The Belgian Surrealist painter René Magritte has become the latest member of that exclusive club of artists whose work has sold for more than $100 million at auction.
On Tuesday night at Christie’s in Manhattan, a version of Magritte’s famously enigmatic subject, “The Empire of Light,” depicting a deserted nocturnal street below a bright daytime sky, sold for $121.2 million with fees, a record for the artist, in a packed, dark gray-painted salesroom, moodily lit in a suitably Surrealist style.
Certain to sell for at least $95 million, courtesy of a guaranteed bid, the painting inspired a 10-minute duel between two telephone bidders. The price was the highest yet paid for a Surrealist work of art at auction, and made Magritte the 16th artist to break the $100 million threshold, according to data compiled by the French market analyst company Artprice.
Fellow nine-figure heavyweights include Leonardo da Vinci, Gustav Klimt, Amedeo Modigliani, Andy Warhol, Jean-Michel Basquiat, Francis Bacon and Pablo Picasso (whose paintings have sold for more than $100 million at no fewer than six auctions). To date, no living artist has achieved this price level at auction.
Painted in 1954 and measuring almost five-feet-high, “The Empire of Light” was the last of 19 works that Christie’s offered from the collection of the socialite, designer and philanthropist Mica Ertegun. It was one of the largest of the 17 versions of this subject that Magritte painted in oil. The best-known is probably the monumental “L’empire des lumières” in the Guggenheim Museum in Venice. Ertegun’s slightly smaller canvas, which she acquired privately in 1968, is the first in the series to include water in the foreground.
“It’s maybe the best,” said Paolo Vedovi, the director of a gallery in Brussels specializing in works by Magritte and other 20th-century artists. “It seems that every big collector now wants a Magritte.”
Vedovi added of the Surrealist’s appeal: “He’s so contemporary. Maybe you get away from this world and bad thinking. You don’t want something that is tough. He is poetic.”
Christie’s sale of the Ertegun collection — along with the 55 big-ticket 20th-century works from other owners that followed — was the art market’s second major test since Donald J. Trump defeated Kamala Harris in the presidential election. The art trade has been in a slump for some two years. Increased stock prices and the prospect of tax cuts for corporations and affluent individuals have raised hopes that wealthy collectors would become more willing to spend their millions at auctions.

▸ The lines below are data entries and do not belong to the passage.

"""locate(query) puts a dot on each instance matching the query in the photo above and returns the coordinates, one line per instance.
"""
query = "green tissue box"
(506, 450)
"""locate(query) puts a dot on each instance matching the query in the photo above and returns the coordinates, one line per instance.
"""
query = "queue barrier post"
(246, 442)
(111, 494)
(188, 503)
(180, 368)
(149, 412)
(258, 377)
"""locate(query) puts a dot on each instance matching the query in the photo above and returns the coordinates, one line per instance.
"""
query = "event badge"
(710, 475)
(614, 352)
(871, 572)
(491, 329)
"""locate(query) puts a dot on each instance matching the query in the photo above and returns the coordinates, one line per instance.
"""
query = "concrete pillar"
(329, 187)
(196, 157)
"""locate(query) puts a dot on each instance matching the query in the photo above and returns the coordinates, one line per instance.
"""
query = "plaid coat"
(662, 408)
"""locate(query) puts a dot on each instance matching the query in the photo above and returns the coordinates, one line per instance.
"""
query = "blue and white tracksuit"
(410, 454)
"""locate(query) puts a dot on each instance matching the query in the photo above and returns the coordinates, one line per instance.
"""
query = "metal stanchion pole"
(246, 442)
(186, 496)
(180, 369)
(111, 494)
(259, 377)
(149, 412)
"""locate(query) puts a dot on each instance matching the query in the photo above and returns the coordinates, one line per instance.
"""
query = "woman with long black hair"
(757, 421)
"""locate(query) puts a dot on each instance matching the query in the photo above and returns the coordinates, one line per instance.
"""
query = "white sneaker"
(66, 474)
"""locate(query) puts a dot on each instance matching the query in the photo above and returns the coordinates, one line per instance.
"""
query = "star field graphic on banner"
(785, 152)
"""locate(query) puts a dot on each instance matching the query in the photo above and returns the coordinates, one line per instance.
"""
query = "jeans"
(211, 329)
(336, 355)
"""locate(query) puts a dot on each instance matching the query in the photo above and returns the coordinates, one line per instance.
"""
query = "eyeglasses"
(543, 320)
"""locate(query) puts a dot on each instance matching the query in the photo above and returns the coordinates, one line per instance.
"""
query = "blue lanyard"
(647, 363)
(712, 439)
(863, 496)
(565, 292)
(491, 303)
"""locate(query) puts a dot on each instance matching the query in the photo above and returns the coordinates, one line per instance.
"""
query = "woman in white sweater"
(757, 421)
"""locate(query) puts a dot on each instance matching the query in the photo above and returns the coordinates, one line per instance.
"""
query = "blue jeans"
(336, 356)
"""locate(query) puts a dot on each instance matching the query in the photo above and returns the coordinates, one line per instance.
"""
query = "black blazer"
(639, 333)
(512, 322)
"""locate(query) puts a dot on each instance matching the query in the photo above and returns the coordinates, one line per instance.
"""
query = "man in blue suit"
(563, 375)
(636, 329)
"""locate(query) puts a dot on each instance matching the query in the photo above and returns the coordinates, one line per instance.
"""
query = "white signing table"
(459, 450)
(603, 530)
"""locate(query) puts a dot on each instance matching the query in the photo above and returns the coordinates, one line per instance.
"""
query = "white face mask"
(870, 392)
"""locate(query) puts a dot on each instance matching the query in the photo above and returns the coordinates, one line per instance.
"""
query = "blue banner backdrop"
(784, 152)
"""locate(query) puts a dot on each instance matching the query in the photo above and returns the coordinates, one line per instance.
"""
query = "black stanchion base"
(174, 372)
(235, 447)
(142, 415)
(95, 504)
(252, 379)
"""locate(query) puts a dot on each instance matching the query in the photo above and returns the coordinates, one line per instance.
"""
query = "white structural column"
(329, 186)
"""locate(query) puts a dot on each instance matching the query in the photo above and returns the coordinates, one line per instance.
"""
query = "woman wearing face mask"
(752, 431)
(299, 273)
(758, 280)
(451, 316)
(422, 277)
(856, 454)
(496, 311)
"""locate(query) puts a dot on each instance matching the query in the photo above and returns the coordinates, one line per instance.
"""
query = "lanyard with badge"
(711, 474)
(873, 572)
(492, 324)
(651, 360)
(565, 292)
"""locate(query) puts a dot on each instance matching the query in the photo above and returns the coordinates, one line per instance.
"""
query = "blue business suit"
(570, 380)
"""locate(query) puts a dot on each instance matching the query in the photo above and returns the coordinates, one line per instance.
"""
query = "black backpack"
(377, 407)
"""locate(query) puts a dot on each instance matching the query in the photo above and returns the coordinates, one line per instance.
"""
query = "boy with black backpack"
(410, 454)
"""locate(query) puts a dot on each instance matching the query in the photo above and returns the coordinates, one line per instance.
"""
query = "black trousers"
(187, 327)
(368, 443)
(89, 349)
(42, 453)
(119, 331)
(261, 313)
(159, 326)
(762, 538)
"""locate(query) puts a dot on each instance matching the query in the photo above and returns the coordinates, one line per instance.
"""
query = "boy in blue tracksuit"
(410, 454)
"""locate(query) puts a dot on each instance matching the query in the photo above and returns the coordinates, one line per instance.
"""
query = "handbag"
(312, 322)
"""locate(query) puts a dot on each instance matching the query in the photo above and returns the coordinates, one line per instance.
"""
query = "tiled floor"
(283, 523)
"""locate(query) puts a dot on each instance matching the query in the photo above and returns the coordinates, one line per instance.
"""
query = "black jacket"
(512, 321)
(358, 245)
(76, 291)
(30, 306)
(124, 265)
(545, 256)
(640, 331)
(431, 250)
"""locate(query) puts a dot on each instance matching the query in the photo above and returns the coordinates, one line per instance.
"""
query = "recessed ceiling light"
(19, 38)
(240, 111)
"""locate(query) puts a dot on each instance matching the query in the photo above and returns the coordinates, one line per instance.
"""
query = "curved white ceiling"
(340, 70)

On Monday evening at Sotheby’s, bidders had splashed out $216 million with fees on 25 pieces from the collection of the beauty products mogul Sydell L. Miller, who died in March. The works had been estimated to raise some $170 million. A Claude Monet painting of water lilies topped the sale with a price of $65.5 million.
“The election has definitely had an immediate impact on the marketplace,” Brett Gorvy, a founder of the New York-based dealership Lévy Gorvy Dayan, said at the Sotheby’s auction. “The stock market has made people richer. We saw in our gallery the day after the election that deals were done by clients who had hesitated before.”
Gorvy added, “But it could be a honeymoon period.”